= Umkehr effect =

Example of Umkehr curve from a Dobson ozone spectrophotometer

In solid state physics, the Umkehr (meaning 'reversal', /de/, from German um 'around' and kehr 'turn') is the time variation of the ratio of the scattered intensity at two different wavelengths. The Umkehr effect is observed when measurements are made with ultraviolet spectrophotometer of the ratio of the zenith sky light intensities of two wavelengths in the solar ultraviolet when the sun is near the horizon. The shorter of two wavelengths (intensity I) is strongly absorbed and the other (intensity I' ) is weakly absorbed. If the value of log(I/I' ) is plotted against the sun's zenith angle, it is observed that this log-intensity ratio decreases as the zenith angle increases until a minimum is reached for a zenith angle of about 8° (when the wavelengths are 3114 and 3324 A).
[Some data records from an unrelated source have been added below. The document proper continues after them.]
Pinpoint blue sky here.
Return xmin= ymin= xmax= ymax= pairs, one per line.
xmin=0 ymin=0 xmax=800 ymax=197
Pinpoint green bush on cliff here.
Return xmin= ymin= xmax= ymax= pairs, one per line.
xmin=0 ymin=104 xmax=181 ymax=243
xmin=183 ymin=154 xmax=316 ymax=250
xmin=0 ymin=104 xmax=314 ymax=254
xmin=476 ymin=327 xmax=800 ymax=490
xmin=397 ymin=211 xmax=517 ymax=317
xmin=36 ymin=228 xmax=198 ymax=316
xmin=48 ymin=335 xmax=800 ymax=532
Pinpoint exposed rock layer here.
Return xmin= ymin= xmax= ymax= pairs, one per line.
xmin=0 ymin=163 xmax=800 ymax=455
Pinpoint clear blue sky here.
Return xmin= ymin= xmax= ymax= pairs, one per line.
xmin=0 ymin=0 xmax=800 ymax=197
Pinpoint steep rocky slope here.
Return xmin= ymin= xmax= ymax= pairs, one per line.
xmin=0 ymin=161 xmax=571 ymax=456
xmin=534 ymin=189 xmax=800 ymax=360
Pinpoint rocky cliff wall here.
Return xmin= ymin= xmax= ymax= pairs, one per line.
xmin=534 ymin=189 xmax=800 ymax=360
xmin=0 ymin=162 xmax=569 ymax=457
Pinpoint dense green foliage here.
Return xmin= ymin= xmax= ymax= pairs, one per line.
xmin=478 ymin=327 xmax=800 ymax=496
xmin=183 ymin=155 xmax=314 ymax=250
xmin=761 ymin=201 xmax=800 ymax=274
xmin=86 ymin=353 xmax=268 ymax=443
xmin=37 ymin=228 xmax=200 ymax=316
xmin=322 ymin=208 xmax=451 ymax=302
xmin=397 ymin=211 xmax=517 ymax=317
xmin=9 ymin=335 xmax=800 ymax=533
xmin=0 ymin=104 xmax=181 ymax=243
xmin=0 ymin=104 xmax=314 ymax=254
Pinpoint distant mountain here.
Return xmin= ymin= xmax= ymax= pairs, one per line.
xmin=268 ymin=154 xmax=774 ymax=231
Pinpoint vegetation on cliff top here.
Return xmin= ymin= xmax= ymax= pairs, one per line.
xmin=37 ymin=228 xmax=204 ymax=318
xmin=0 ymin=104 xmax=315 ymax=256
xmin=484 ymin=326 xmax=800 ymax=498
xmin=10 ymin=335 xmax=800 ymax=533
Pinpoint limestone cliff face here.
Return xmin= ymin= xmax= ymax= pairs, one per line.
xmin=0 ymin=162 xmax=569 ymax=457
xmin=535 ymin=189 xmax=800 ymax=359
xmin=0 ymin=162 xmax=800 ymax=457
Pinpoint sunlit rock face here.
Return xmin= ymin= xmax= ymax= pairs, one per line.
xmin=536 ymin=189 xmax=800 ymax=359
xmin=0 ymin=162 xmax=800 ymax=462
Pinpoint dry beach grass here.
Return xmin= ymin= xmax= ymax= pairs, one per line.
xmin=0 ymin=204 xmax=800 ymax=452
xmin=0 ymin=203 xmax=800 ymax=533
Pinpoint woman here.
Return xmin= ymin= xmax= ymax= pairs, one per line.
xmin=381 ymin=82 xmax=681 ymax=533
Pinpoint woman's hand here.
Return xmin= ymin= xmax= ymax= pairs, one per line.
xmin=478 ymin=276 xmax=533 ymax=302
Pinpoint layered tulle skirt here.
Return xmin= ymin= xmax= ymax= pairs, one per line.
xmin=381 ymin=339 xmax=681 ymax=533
This effect was first noticed by F. W. P. Götz in 1930. The Umkehr measurement is known as customarily N-value and is given by the logarithm base 10 of the ratio of cloudless zenith sky intensities at two different wavelengths scaled by a multiplicative factor 100 plus a constant which depends on instruments and extraterrestrial radiation. Methods for deriving vertical distribution from the umkehr measurements were developed by Götz, G. M. B. Dobson and A. R. Meetham in 1934, using the Dobson ozone spectrophotometer developed by Dobson. In 1964, Carlton Mateer provided analysis on information content in umkehr measurements.

$N(\theta) = -100 \log_{10} \frac{I(\lambda',\theta)}{I(\lambda,\theta)} + K$.

Considering light which is scattered only once in the atmosphere, the light received by the instrument at surface is contributed by light scattered downward from all the levels in the atmosphere. The amount of light contributed by scattering at any particular level depends on (a) the number of air molecules at that level and (b) the absorption by ozone and scattering by air molecules both before and after scattering. As the height increases contribution of effect (a) decreases and contribution of effect (b) increases. For a given zenith angle, the scattered light contribution comes from a well defined layer of atmosphere, which can be termed as an effective scattering height. The effective scattering height depends on the ozone absorption coefficient and on the solar zenith angle, increasing as with each of these. The effective scattering height will always be higher for shorter wavelengths which are more strongly absorbed. As the sun approaches the horizon, the two intensities decrease, but intensity I decreases more rapidly than I' . However, when the effective scattering height for the short wavelength is above the ozone maximum, I decreases more slowly than I' , because the ozone absorption occurs mostly in the shorter vertical path after the scattering event, and the ratio I/I increases until the effective scattering height for I' is also above the ozone maximum. This reversal (Umkehr) or inversion implies the existence of maximum of ozone concentration at some level in the atmosphere.

The resulting ozone profile derived from reduction of these measurements is quite dependent on the algorithm used. The most current algorithm is I. Petropavlovskikh and P.K. Bhartia (2004).